Over 3000 years after their demise, 19th century farmers began unearthing them. They soon came to be known as ‘dragon bones’ with healing powers and many of them were ground up and used in medicine.

It was not until the late 1800s that the true nature of the ‘dragon bones’ was recognised. Reportedly Wang Yirong, a prominent scholar of the time, was prescribed medicine containing ‘dragon bones’ when sick with malaria.

He was said to have noticed the similarities between the bones’ inscriptions to those on early bronze artefacts. Further research confirmed that the bones were inscribed with the earliest-known form of Chinese writing, the root of Classical Chinese.

These inscriptions remain a source of interest for researchers today. Around 5000 individual characters have been identified to date, but only a third of these have been deciphered so far.

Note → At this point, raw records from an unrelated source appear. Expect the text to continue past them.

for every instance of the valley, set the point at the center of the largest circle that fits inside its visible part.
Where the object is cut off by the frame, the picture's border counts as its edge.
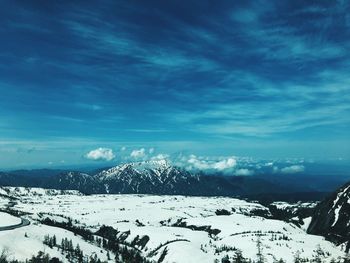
(158, 228)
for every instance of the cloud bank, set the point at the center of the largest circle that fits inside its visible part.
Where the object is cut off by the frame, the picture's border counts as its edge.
(100, 154)
(293, 169)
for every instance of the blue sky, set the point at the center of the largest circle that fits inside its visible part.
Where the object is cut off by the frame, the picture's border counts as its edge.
(267, 79)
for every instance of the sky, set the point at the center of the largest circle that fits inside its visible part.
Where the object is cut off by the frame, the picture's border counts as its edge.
(98, 81)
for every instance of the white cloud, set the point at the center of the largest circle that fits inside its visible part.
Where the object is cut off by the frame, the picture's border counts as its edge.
(208, 164)
(293, 169)
(244, 172)
(138, 154)
(160, 156)
(101, 154)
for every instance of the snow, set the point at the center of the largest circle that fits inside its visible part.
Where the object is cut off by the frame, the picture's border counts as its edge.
(167, 220)
(8, 220)
(20, 247)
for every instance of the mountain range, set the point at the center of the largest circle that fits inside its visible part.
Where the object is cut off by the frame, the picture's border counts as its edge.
(161, 177)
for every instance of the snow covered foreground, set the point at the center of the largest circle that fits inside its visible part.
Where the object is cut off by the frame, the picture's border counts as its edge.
(187, 227)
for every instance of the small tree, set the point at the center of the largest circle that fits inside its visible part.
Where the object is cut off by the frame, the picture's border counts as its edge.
(259, 254)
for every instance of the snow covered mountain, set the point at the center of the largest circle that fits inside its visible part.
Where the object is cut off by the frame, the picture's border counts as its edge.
(157, 177)
(149, 177)
(332, 216)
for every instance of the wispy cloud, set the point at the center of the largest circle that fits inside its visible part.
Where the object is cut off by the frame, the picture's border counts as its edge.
(101, 154)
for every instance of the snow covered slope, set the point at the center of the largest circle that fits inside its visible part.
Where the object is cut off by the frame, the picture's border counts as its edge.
(179, 228)
(332, 217)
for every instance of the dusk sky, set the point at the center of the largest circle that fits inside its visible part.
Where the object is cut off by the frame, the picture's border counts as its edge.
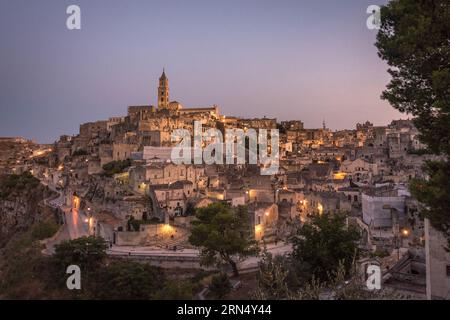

“They provide examples of the earliest-known forms of Chinese writing, as well as offering an insight into the beliefs and politics of ancient China,” says Dr Qin Cao, Curator of Chinese Collections at National Museums Scotland. “The practice of divination is something that still captures public imagination to this day as evidenced by its prevalence in modern culture, notably in the popular series of Harry Potter.”

The exhibition includes 40 objects that explore the phenomena of oracle bone divination and track the evolution of early forms of Chinese writing to its present-day form, including a Banliang coin dated third century BC.

New research on the oracle bones divination process from a joint project between National Museums Scotland and the University of Edinburgh also examines residue traces and tool marks on the bones and aims to recreate the conditions that would result in a crack.

Often made from ox scapulae or turtle plastrons, it is thought the oracle bones were subjected to intense heat via a metal rod, which caused them to crack due to thermal expansion.

a photo of a piece of animal bone with Chinese writing on it

Oracle bone enquiring about the rain in relation to farming – Ox scapula or tortoise plastron, Yinxu site, Anyang, Henan Province, China, late Shang dynasty c1200–1050 BC.

In Edinburgh the bones are displayed alongside contemporary Chinese objects associated with the divine, such as a bronze tortoise shell and coin set used for fortune telling.

Parallels are drawn with popular Western practices, such as tarot card reading, to demonstrate the universal human need to manage the unknown and find meaning in a time of need or uncertainty.

Purchased in 1909 from missionaries Samuel Couling and Frank Chalfant, the bones in National Museums Scotland’s collection numbers over 1700 – making it the second-largest collection outside of East Asia.

Taken together with the Chinese Bronze Age archaeological record the bones are key to studying the Shang Dynasty and the objects such as those on display may yet play a part in further uncovering the mysteries of the ancient past.

Chinese Oracle Bones is at National Museum of Scotland, Chambers Street, Edinburgh from October 25 2019 – Sunday March 29 2020. Admission is free.